2. Step 2: Select Activities

   • Start with the first activity in the sorted list.
   • Activity A (1, 4)
   • Next, we skip B because it overlaps with A (it starts before A finishes).
   • The next activity that doesn't overlap with A is D (5, 7), so we select it.
   • Finally, activity E (8, 9) does not overlap with D and can be selected.

Selected Activities

• A (Starts at 1, finishes at 4)
• D (Starts at 5, finishes at 7)
• E (Starts at 8, finishes at 9)

These activities are chosen because they allow for the maximum number of non-overlapping activities (three in this case). If you choose any activity like C that spans a long duration (0, 6), it would block out multiple other shorter activities, thus reducing the overall count.

Proof of Optimality

Step 1: Definition of Sets

• Let $A$ be the set of activities selected by the greedy algorithm.
• Let $B$ be any other set of activities that also do not overlap.

Step 2: Assumptions

• The greedy algorithm selects activities based on the earliest finishing times.
• Assume that activities in both $A$ and $B$ are sorted by their finish times.
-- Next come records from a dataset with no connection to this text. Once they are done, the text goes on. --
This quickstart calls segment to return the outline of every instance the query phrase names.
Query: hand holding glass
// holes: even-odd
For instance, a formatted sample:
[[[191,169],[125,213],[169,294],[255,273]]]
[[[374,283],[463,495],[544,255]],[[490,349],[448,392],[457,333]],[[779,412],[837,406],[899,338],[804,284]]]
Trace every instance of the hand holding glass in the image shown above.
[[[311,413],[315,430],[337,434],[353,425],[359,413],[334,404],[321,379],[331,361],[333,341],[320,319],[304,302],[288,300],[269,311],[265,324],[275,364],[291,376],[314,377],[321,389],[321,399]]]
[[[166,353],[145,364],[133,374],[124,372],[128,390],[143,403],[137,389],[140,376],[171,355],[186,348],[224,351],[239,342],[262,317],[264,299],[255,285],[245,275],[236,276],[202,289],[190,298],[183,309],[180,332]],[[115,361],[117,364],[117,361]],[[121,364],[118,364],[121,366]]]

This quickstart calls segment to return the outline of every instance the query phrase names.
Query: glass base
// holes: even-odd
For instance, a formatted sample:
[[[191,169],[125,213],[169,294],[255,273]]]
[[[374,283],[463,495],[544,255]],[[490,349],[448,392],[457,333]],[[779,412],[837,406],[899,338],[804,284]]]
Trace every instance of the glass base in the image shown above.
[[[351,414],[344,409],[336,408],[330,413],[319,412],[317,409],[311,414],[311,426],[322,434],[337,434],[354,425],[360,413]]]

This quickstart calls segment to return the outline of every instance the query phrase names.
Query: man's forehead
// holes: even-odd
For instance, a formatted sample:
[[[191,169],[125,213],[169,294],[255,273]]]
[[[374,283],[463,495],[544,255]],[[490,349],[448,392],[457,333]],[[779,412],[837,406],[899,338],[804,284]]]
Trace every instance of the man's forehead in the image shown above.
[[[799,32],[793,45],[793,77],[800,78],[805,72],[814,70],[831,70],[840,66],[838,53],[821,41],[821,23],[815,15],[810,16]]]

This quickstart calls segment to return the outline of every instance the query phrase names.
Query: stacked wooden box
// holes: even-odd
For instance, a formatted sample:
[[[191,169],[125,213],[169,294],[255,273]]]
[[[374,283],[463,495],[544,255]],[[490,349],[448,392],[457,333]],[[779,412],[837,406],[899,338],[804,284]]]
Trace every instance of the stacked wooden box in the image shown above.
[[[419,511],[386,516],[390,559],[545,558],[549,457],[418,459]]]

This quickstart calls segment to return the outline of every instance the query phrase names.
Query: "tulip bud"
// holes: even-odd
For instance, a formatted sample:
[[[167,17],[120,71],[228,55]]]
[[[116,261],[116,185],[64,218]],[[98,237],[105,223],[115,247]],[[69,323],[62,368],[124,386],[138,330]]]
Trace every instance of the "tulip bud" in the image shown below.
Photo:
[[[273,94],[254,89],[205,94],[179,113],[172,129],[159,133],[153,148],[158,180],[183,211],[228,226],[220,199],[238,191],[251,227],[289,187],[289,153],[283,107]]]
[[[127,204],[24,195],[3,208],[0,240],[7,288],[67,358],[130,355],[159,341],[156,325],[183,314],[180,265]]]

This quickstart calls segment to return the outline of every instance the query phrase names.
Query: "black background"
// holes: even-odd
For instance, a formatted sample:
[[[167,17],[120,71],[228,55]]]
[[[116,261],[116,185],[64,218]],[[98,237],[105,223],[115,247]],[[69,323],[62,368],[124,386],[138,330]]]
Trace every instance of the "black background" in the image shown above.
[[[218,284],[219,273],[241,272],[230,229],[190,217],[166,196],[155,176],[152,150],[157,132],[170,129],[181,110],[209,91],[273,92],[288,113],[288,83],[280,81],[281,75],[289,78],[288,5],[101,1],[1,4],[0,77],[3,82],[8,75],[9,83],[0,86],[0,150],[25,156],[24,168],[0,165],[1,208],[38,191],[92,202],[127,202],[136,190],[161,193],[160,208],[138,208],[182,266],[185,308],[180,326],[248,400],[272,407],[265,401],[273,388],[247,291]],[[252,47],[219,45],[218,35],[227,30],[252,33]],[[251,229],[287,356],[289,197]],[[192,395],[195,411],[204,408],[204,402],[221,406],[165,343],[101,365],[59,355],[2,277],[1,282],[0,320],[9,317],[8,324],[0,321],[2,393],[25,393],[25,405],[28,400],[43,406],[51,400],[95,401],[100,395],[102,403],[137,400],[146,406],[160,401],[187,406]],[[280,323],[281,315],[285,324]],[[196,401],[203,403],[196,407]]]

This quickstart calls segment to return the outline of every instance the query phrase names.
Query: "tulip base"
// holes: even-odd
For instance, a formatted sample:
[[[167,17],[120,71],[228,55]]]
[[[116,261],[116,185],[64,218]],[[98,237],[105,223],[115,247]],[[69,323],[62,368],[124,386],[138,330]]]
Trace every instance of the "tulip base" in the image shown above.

Let $a_1, a_2, \ldots, a_k$ be the activities in $A$ and $b_1, b_2, \ldots, b_m$ be the activities in $B$, where $f (a_i)$ and $f (b_i)$ denote their respective finish times.

Step 3: Method of Substitution

• The goal is to show that the number of activities in $A$ (|A|) is at least as large as the number of activities in $B$ (|B|), i.e., $|A| \geq |B|$.

Step 4: Proof by Induction

1. Base Case: Compare $a_1$ and $b_1$. Since $a_1$ is selected by the greedy algorithm, it has the earliest finish time among all activities and thus $f (a_1) \leq f (b_1)$.
2. Inductive Step:
   • Assume that for the first $j$ activities in $B$, they can be replaced by activities in $A$ such that $f (a_i) \leq f (b_i)$ for all $i \leq j$.
   • Consider the next activity $b_{j+1}$. Since $b_{j+1}$ does not overlap with $b_j$, we have $s (b_{j+1}) \geq f (b_j)$.
   • From the greedy selection, $a_{j+1}$ is the next activity selected after $a_j$ with $f (a_j) \leq f (b_j)$, and thus $s (a_{j+1}) \geq f (a_j)$. Therefore, $f (a_{j+1})$ must also be less than or equal to $f (b_{j+1})$ because $a_{j+1}$ is the earliest finishing activity available after $a_j$.

Step 5: Conclusion

• By induction, each activity in $B$ can be matched with an activity in $A$ that finishes no later than itself, which implies $|A| \geq |B|$.
• Since $B$ was any arbitrary set of non-overlapping activities, $A$ must be the largest possible set of non-overlapping activities.
• Therefore, the set $A$ selected by the greedy algorithm is optimal.